The text on it is a quote pulled from a piece of mine that appears in Kirtsy Takes a Bow, an anthology of womens' voices online. (In spite of being greedy and all, I can't seem to hang on to a single copy of that book. I keep replacing mine, only to give it away.) The quote is, "Life is rich and interesting and full of story. It's okay to write it down."
I wrote that in response to a snide comment I read in print about women who write about their lives and publish it online. You've all seen or heard some variation of it. What makes you think your life is worth writing about? Who do you think you are? Why should anyone care? Etcetera.
The thing is, those are interesting and valid questions when they're not hostile. In the course of introductions a few nights ago, a friend mentioned that I had a book coming out. The guy wondered what it was about, so I gave him the short answer, which is that it's a memoir about family life.
"Why is your story important?" came the question. In another tone of voice, it could have tripped my defenses, set off the mental alarms that warn, "ATTACK! ATTACK!" But his expression was sincere and interested. He wasn't trying to be the provocateur; he was just curious.
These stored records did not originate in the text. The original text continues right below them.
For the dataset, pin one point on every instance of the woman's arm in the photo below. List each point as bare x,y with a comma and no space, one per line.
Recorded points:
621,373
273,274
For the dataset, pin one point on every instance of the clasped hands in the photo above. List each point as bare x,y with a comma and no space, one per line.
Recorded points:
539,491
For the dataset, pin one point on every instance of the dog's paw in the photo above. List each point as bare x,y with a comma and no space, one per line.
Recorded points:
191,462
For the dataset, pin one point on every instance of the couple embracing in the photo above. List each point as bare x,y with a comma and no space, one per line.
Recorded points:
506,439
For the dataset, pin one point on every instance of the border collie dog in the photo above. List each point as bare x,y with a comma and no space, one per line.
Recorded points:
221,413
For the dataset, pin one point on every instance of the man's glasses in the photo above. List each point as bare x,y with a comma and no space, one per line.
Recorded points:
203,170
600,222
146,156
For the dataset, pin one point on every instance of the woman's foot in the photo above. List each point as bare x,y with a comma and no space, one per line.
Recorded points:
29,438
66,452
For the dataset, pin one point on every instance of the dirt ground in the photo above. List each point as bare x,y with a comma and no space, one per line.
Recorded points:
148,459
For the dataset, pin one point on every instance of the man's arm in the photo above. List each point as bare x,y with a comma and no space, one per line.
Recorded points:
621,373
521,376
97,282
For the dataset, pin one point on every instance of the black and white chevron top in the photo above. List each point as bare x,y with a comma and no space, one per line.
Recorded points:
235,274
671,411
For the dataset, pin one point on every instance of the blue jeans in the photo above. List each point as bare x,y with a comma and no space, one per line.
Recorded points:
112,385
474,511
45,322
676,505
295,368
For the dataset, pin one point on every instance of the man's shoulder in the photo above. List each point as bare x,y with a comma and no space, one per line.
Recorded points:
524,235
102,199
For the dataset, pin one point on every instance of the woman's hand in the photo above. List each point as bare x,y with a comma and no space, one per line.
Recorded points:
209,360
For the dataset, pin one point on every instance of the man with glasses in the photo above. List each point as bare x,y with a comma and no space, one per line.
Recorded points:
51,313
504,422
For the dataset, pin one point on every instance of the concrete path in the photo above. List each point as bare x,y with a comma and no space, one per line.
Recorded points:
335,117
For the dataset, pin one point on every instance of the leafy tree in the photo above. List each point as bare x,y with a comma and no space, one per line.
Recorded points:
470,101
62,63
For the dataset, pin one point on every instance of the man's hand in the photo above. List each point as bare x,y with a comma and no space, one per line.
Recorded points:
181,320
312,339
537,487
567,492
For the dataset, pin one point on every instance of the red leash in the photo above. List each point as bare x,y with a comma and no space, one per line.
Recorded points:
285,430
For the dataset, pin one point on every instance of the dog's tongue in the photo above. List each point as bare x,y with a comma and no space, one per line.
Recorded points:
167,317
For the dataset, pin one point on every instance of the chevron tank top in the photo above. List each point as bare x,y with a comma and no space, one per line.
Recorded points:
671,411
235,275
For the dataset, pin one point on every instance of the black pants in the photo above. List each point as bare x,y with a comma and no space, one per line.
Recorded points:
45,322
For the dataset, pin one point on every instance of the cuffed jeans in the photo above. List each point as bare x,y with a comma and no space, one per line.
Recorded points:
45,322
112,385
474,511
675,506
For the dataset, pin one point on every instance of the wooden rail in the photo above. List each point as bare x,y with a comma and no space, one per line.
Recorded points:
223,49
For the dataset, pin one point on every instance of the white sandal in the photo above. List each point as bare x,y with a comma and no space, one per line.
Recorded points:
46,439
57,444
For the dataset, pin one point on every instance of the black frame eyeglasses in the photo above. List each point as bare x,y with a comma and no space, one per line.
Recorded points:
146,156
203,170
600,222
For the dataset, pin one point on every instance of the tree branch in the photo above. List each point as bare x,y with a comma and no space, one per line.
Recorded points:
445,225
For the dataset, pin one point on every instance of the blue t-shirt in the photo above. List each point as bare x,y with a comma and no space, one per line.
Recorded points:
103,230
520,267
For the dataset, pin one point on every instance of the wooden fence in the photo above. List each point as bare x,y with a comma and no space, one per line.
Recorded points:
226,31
The answer came so quickly and easily, it sent lightning along my spine. I don't think it came from me at all. At least not the me that sits in the control booth behind my eyes.
"For the same reason yours is," I told him.
I try to keep a lid on my expectations of this book. Now that it's written, my attitude toward it is that of a mom, sending her grown child off into the wide world. Good luck, let us know how you're doing. Send money when you find work. Its success or failure is largely out of my hands now.
The book is about belonging, about becoming a family. It roughly covers a ten-year span. When Patrick read the manuscript in full for the first time, he said he couldn't believe how much we had lived through in those ten years. Nor could he believe how much didn't make it into the book. Not just trivial things, either. Big stuff, whole chapters, left out because there wasn't room, or it simply isn't time.
Life is epic. Mine. Yours. It begins with birth; it ends with death, and in between is a hero's journey: love, agony, comedy, horror, struggle, victory, defeat. There are no ordinary or extraordinary lives. There are only ordinary and extraordinary storytellers.
If I could ever be counted among the latter, may it always be in service of the former. Because what matters most to me, what will make my book "important," is not whether the critics are impressed, or the academy, or even other writers I admire. What matters is that it makes people believe that their own story--told or untold, written or unwritten, published or unpublished--is just as important.